И потому, когда мы входим через распахнутые настежь железные ворота, ведущие в "иностранный двор", я говорю тебе:
- Это не сказка. Я ничего не придумывал. Луэлла жила в нашем городе. И сама рассказала мне о себе, когда улетала...
- Когда? - удивленно спрашиваешь ты.
- В конце октября... И понимаешь, Линка, я не понимаю, почему... У Луэллы было очень много друзей. Была у нее и лучшая подруга. Но, улетая, она рассказала о себе только мне одному. Как ты думаешь, почему?
Ты не сразу находишь ответа. Ты не понимаешь, почему я задаю тебе такой странный вопрос.
Ты останавливаешься посреди пустого, как космос над нами, двора. И, запрокинув голову, смотришь на небо. На бездну, наполненную лучистым светом ярких звездных огней. Твои губы что-то неслышно шепчут по-испански, я не могу разобрать тихих слов. Лишь чувствую, что с твоих губ срывается имя - Марисель... Возможно, это мне только кажется. Потому что я сам сейчас думаю о ней...
- Я не знаю, - наконец говоришь ты. - Наверное, Луэлла знала, что ты любишь читать истории про инопланетян, и захотела установить с тобой контакт. Кажется, так это называется по-русски? Знаешь, я не люблю фантастику, но где-то читала, что люди с других планет часто устанавливают контакт с теми, кто читает фантастику... А знаешь, - ты вдруг касаешься холодными пальцами моей руки и быстро-быстро, скороговоркой, словно смутившись первого порыва, говоришь:
- А знаешь, если бы я была инопланетянкой и улетала с Земли, я бы тоже рассказала об этом только тебе одному...
- Почему? - я чувствую, что сейчас покраснею. Хорошо еще, что сейчас темно, я то я не знал бы, куда девать горящее огнем лицо...

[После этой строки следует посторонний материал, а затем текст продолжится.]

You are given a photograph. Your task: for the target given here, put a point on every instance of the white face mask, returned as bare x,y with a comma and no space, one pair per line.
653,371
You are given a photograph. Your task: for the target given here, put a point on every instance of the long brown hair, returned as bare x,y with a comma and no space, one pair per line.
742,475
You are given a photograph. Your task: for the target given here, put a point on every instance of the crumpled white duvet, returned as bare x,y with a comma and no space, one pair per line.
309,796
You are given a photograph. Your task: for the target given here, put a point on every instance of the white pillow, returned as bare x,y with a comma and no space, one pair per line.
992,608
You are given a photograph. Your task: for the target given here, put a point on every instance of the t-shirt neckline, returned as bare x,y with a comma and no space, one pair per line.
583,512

- Потому что мы друзья с тобой. Ведь правда, друзья?
..И снова твоя рука в моей ладони. Холодная от мороза рука...
И снова, как и много лет назад, ты доверчиво смотришь на меня добрым и чуть грустным взглядом. Твои глаза похожи на очищенный от грубых примесей волшебный камень агат. И в бесконечном времени и безграничном пространстве нет никого, кроме нас. И далеких звезд, которые, лукаво мерцая, смотрят на нас с высоты, радуясь нашей вечной, как детство, дружбе...
"Правда, мы друзья?" - летит с высоты эхо отраженного временем голоса.
И я, услышав знакомые переливы твоего тихого голоса, вновь говорю тебе:
- Правда...
И ты, обрадованная, почти окрыленная моим ответом, тихо спрашиваешь:
- А эта девочка... Луэлла... она на кого была похожа? Скажи, правда, она была похожа на меня? - и ты по-детски мило, с лукавой искрой очаровательного кокетства в черных глазах, в которых уже можно, если внимательно всмотреться, угадать едва уловимые, еще нерешительные, но уже пробуждающиеся черты будущей взрослой девушки, улыбаешься мне. Я понимаю, что ты хочешь услышать, моя дорогая шантажистка... Ты хочешь, чтобы я подчинился магнетизму твоего взгляда и, сбросив с плеч сомнения в правильности своего поступка, сказал: "На тебя. Она была похожа на тебя...".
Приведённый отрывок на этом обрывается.